The meaning of religious literary genres
There are literary genres that we have been trained and educated to recognize and interpret correctly.
So when faced with a cartoon, or a Romeo and Juliet romance, a not-so-real Napoleon epic, or a ridiculous scene from a Batman comic book, we know how to differentiate impossible and unlikely loves from music and theatrical representations and from artistic genres. With maturity, we can identify the ideological editorial in the daily news and know how to separate political militancy from the indicated fact. We always make our judgments on reality shows, separating fantasy, theatrical representation from unreal competition totally orchestrated to gain audience and cause controversy.
As early as the fifth century BC, there was no provision for the meaning of spirit as part of immortal life, except in Buddhism.
Then this construct was accepted by the Greeks, whose thinker Socrates created in a book written by his disciple Plato the concept of spirit that became the term soul for Christians in the book Phaedo.
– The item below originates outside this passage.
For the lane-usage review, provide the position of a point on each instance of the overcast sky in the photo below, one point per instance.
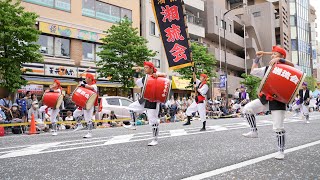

The biggest problem for religious people is not this. But, the biggest and only central problem is that Christians believe in the myth of Noah's ark without separating the mythology genre, believe that Daniel survived in the lions' den, another myth, believe that the Red Sea opened for the passage of the Hebrew people, another myth. It is wrong to believe in the genre and not in the Bible's lesson through myth. We believe in the fable of Santa Claus dressing up as the old man who gives presents. Everyone has fun and we spend trillions of dollars on this party all over the world. However, as adults, we have the ability to separate myth from reality and still build the non-existent figure of Santa Claus into universal family love and solidarity on Christmas Day. Even though we know that no one knows where Santa Claus lives, the message remains. This should be the behavior of Christians when faced with the fantastical aberrations of the Bible as a literary genre. Literality should be rationally overlooked, not like little children who adopt Santa Claus. Thus, Jesus' message should be greater than the invented myth. Stop being psychopaths and grow up.